Codex is one of the most popular coding harnesses out there. And MCP makes the experience even better. With Hunter MCP integration, you can draft, triage, summarise emails, and much more, all without leaving the terminal or the app, whichever you prefer.
Table of Contents
Connect Hunter without Auth hassles
We manage OAuth, API Key, token refresh, and scopes, you just build.
Try for FreeIntroduction
Also integrate Hunter with
Why use Composio?
Apart from a managed and hosted MCP server, you will get:
- CodeAct: A dedicated workbench that allows GPT to write its code to handle complex tool chaining. Reduces to-and-fro with LLMs for frequent tool calling.
- Large tool responses: Handle them to minimise context rot.
- Dynamic just-in-time access to 20,000 tools across 870+ other Apps for cross-app workflows. It loads the tools you need, so GPTs aren't overwhelmed by tools you don't need.
How to install Hunter MCP in Codex
Run the setup command
Run this command in your terminal to add the Composio MCP server to Codex.
It will initiate the authentication in a browser window, authorize Codex to access your Composio account.
(Optional) Authenticate with OAuth
To authenticate manually, run the login command to open a browser window and authorize Codex to access your Composio account.
Verify the connection
Run codex mcp list to confirm Composio appears as a registered MCP server.
Codex App
Codex App follows the same approach as VS Code.
- Click ⚙️ on the bottom left → MCP Servers → + Add servers → Streamable HTTP:
- Fill the header and Key fields with
{ "x-consumer-api-key" = "ck_*******" }. - The Key is the Composio API key, that you can find on connect.composio.dev
- Click on Authenticate and authorize Codex to your Composio account and you're all set.
- Restart and verify if it's there in
.codex/config.toml
What is the Hunter MCP server, and what's possible with it?
The Hunter MCP server is an implementation of the Model Context Protocol that connects your AI agent and assistants like Claude, Cursor, etc directly to your Hunter account. It provides structured and secure access to your lead generation and enrichment tools, so your agent can perform actions like finding emails, enriching company data, managing leads, and organizing leads lists on your behalf.
- Email discovery and search: Instantly ask your agent to find all public email addresses for a given company or domain, complete with metadata to fuel your outreach and marketing campaigns.
- Smart lead creation and management: Let your agent add new leads, update lead details, or delete outdated entries to keep your Hunter account organized and up-to-date.
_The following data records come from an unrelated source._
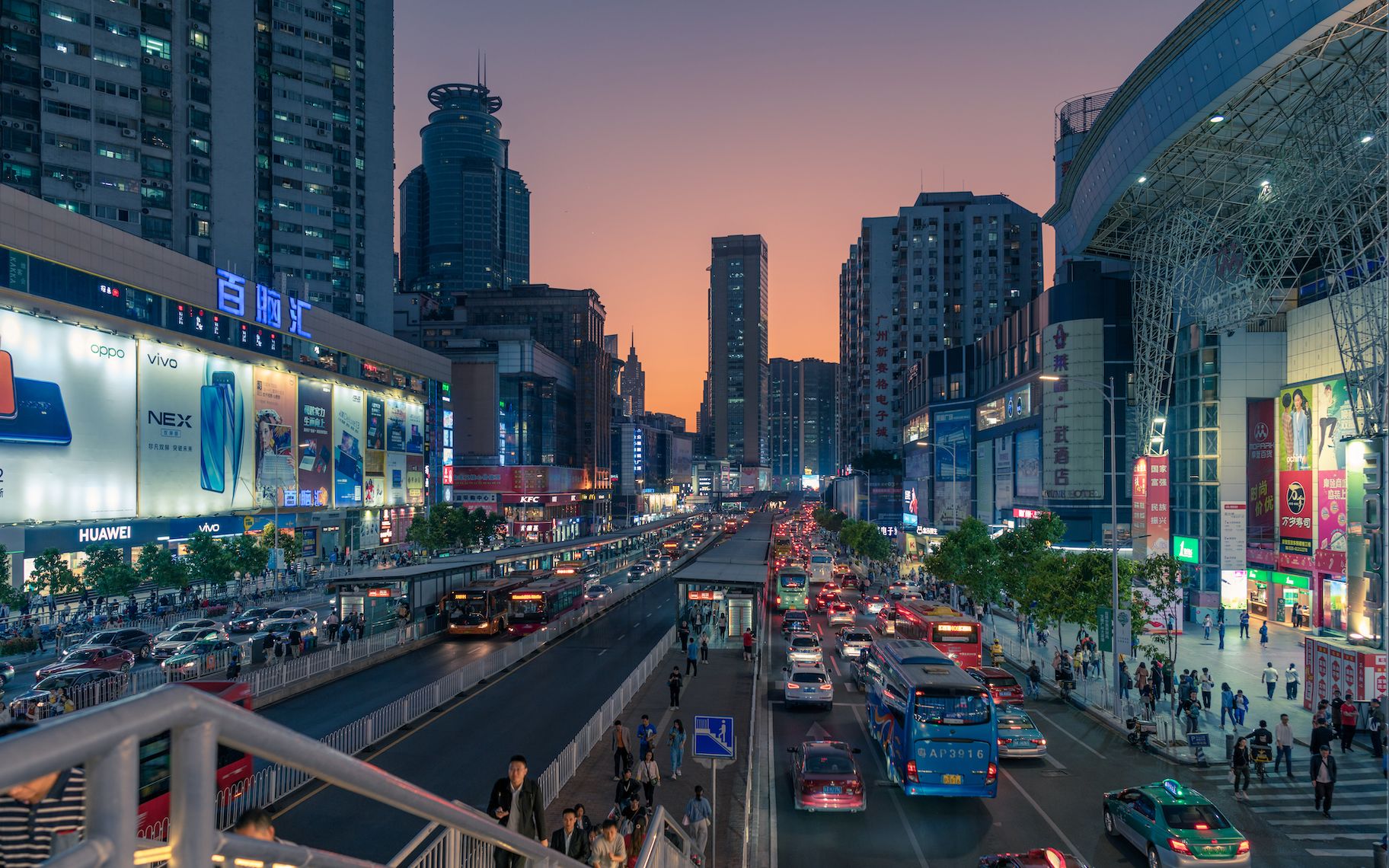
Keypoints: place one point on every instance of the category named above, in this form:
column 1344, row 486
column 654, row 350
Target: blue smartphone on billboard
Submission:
column 216, row 411
column 39, row 416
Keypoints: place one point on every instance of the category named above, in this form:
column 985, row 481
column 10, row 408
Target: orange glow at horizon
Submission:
column 645, row 131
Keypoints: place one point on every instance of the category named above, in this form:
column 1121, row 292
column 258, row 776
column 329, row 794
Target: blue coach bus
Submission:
column 934, row 723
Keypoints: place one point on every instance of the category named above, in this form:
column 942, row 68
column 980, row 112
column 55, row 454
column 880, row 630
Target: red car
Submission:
column 92, row 657
column 824, row 777
column 1004, row 689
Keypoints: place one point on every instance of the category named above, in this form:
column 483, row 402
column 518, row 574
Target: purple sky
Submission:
column 645, row 128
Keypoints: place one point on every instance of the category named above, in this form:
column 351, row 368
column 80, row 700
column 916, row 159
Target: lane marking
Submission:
column 1065, row 841
column 896, row 796
column 1063, row 731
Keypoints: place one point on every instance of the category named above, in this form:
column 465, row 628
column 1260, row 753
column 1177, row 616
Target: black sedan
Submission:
column 134, row 640
column 249, row 621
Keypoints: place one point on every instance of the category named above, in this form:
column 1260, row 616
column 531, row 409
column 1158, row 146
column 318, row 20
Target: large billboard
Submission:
column 349, row 471
column 1073, row 413
column 276, row 407
column 955, row 465
column 1262, row 483
column 315, row 445
column 196, row 448
column 67, row 404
- Company and contact enrichment: Have the agent fetch detailed company profiles or use the Email Finder to infer the best contact email for a specific person at a target company.
- Leads list organization: Direct your agent to create, update, or remove custom leads lists—making it easy to segment prospects for personalized marketing or sales workflows.
- Custom attribute management: Empower your agent to create or delete custom lead attributes, tailoring your CRM data fields to match your unique business needs.
Supported Tools & Triggers
Conclusion
You've successfully integrated Hunter with Codex using Composio's MCP server. Now you can interact with Hunter directly from your terminal, VS Code, or the Codex App using natural language commands.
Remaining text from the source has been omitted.